幕末の文久2(1862)年、幕府の奥医師兼西洋医学所頭取になりましたが、
翌年、54歳で亡くなりました。

ふるさとの足守藩では、
嘉永2(1849)年に、足守除痘館で「種痘」を行ったといわれています。
洪庵の位牌は、新町にある随喜山乗典寺に祀られています。
法号は華陰院殿前法眼公裁文粛大居士。

もう一人は、歌人の14代当主木下利玄です。
5歳のとき、13代藩主木下利恭の養嗣子となり、
13歳から佐々木信綱に和歌を学び始めます。
白樺派の歌人を経て「利玄調」を確立しました。
生家跡が整備されて残っていますが、
現在もまだ整備が継続されており、また、壁は囲いの中にはいっていました。
(写真は改修以前のものです。
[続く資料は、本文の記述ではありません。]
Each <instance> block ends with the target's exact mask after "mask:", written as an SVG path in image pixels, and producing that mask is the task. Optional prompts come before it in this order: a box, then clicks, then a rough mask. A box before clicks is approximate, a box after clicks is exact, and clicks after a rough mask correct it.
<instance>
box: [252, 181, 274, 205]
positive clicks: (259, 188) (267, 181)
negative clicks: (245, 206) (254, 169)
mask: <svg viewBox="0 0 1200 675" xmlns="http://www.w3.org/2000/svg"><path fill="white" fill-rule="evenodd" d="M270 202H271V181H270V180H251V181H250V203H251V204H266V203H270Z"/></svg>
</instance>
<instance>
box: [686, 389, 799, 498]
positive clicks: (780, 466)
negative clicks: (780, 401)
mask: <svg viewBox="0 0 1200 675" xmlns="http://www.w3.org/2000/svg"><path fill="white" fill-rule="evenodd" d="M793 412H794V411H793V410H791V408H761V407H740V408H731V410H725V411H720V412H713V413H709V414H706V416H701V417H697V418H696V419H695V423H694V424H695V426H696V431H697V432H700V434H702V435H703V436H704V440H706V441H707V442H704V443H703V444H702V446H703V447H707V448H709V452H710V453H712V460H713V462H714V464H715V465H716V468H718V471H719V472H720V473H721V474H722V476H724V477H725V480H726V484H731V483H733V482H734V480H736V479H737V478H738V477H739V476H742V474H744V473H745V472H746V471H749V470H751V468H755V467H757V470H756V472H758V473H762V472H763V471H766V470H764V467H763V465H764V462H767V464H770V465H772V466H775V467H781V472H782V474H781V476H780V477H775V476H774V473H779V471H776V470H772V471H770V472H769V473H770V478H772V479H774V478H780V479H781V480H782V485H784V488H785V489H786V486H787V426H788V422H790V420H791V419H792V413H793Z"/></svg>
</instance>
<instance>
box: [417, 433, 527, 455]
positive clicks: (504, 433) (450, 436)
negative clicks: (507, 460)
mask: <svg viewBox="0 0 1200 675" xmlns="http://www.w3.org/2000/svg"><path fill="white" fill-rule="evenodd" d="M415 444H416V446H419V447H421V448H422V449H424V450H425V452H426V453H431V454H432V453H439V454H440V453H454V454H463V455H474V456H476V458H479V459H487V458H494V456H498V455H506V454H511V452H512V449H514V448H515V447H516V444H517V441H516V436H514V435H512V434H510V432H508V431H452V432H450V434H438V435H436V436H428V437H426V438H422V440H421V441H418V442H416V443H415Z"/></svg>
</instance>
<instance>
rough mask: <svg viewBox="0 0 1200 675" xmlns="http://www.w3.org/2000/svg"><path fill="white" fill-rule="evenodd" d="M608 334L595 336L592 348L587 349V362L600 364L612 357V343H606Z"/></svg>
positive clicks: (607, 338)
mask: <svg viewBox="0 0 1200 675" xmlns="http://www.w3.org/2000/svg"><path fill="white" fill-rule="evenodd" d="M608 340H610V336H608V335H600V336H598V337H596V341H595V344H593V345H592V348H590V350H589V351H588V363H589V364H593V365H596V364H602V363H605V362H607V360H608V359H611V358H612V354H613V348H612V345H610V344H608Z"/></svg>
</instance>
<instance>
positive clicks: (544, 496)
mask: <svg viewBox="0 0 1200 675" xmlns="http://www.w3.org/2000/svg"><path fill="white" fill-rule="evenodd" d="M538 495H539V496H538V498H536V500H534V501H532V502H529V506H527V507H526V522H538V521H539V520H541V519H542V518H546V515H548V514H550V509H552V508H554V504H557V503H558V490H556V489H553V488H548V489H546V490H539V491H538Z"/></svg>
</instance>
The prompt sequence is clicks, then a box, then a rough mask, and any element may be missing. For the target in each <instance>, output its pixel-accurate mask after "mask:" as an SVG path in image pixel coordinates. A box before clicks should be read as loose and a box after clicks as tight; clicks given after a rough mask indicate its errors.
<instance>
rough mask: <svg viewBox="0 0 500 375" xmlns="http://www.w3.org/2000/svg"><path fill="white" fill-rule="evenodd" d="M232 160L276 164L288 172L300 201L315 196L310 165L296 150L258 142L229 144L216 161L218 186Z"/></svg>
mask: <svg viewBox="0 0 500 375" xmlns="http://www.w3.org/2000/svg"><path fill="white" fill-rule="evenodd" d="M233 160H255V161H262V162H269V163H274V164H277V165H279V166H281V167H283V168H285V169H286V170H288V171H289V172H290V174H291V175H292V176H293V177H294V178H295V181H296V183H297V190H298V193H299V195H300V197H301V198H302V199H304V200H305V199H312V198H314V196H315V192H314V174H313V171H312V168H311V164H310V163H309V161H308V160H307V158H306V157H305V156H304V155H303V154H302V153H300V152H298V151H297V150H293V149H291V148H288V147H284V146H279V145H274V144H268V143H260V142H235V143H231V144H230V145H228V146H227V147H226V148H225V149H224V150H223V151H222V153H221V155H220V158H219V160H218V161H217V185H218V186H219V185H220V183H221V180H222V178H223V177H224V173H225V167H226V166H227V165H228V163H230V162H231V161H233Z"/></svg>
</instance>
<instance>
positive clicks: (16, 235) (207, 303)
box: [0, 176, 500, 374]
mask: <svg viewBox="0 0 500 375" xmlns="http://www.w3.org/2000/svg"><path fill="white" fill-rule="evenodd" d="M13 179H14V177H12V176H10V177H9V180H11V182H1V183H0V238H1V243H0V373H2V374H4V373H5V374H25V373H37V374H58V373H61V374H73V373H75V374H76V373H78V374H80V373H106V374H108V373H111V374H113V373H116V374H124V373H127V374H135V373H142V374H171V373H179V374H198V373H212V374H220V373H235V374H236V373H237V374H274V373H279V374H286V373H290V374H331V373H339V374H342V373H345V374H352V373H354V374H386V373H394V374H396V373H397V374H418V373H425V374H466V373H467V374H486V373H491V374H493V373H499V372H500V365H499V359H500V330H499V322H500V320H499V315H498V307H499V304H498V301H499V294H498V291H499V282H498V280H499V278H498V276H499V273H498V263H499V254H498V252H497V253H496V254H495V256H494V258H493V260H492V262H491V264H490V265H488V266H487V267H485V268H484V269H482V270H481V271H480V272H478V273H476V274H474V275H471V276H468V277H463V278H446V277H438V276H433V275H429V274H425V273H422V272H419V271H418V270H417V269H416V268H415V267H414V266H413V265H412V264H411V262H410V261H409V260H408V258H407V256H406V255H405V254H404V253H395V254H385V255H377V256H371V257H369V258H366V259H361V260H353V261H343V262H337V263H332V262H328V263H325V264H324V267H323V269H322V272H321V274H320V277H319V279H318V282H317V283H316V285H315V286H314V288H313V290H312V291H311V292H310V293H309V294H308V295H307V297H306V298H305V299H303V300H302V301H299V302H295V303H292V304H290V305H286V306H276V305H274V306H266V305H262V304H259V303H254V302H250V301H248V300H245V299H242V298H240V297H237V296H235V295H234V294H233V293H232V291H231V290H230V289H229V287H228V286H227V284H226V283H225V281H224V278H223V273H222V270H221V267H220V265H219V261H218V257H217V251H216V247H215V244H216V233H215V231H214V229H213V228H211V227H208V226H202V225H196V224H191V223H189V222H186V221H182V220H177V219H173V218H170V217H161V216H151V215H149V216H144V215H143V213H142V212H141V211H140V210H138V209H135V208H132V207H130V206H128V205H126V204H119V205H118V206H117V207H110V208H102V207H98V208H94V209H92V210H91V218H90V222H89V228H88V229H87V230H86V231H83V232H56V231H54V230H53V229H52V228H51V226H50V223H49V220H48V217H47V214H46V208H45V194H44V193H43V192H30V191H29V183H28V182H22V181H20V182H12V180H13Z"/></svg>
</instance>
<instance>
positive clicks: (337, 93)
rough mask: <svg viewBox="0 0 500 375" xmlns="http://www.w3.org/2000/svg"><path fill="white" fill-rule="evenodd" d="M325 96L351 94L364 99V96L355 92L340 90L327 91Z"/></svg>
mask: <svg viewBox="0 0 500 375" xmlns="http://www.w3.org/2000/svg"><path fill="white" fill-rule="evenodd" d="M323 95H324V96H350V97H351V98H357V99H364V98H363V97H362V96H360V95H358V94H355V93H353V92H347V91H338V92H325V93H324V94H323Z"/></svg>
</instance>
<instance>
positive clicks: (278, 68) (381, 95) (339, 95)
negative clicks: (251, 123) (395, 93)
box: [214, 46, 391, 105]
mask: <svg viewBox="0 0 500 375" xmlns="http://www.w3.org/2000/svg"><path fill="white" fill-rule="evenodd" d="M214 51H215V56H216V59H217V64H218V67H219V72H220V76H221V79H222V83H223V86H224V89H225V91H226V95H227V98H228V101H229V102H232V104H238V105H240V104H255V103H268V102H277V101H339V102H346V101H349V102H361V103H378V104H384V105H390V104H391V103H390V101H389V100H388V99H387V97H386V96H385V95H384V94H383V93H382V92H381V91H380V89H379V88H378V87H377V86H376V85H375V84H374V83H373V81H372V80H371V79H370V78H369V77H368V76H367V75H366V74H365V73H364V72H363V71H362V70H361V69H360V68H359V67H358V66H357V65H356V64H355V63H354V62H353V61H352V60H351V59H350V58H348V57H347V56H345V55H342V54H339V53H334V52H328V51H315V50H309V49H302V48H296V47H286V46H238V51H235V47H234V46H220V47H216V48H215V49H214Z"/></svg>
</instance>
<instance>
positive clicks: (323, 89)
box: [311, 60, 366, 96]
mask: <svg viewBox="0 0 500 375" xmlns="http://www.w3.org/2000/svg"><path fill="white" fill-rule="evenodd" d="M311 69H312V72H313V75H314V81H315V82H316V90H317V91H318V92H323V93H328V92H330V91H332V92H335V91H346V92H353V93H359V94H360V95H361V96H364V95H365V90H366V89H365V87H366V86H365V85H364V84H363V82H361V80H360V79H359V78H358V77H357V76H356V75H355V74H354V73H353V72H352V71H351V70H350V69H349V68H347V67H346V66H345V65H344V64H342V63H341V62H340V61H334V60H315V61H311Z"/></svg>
)
 
しかし、足守陣屋町の本当の魅力は町屋にあると思います。
陣屋町づくりでは、町屋は武家地の南につくられました。
町並み保存地区になっている新町には、漆喰塗りに本瓦葺き、
虫籠窓のついた民家が並んでいます。
現在、約250戸ある民家のうちの約100戸が、
江戸時代の伝統的な民家の姿をとどめているとお聞きしました。
  
保存改修が行われた藤田千年治邸は、ランドマーク的な存在です。
醤油醸造や肥料の販売で財をなした大商人の邸宅です。
明治から戦後まで、大八車に醤油を積んで足守や総社まで販売していたそうです。  
触れてはいけないということでしたが、すぐ手が届く所に、
金銭出納帳などの帳面が展示してありました。
中庭をへだてて、麹室や米倉も整備されて保存されています。
 
米倉は、いつもねずみに悩まされたようで、それを防ぐために、
壁をトタン葺きにしていたようです。
写真で、黒く見えているところがトタンでつくられていた部分です。
母屋や中庭には、かつて使われていた道具類も展示されていました。

総社に向かう街道である新町通りも、その一つ東側の通りも、
藤田千年治邸から左に折れて足守川に向かう通りも、
路地も含めて魅力いっぱいです。

足守川にかかる宮路橋には、「ほたる保護地区」のポスターがありました。
いかにもほたるが生息しているだろうなあと思わせる清流でした。

戦後、足守地区はモータリゼーションの発達とともに
少しずつ経済発展から取り残されていきました。
そのため、静かで落ち着いた町の雰囲気を、今日まで残して来ることができました。
子どもの数も減少し、小規模小学校を総合し、
小中一貫校をつくろうという動きも生まれているようです。

途中で、阪神地方からバスで来られた40人ぐらいの団体に会いました。
ガイドさんに引率され、資料を手にした歴史を学ぶグループのようでした。
足守の雰囲気にひかれて、県外からも訪問者が増えているようです。

いつまでも、古きよき時代の雰囲気を引き継いでいってほしいと思ったものでした。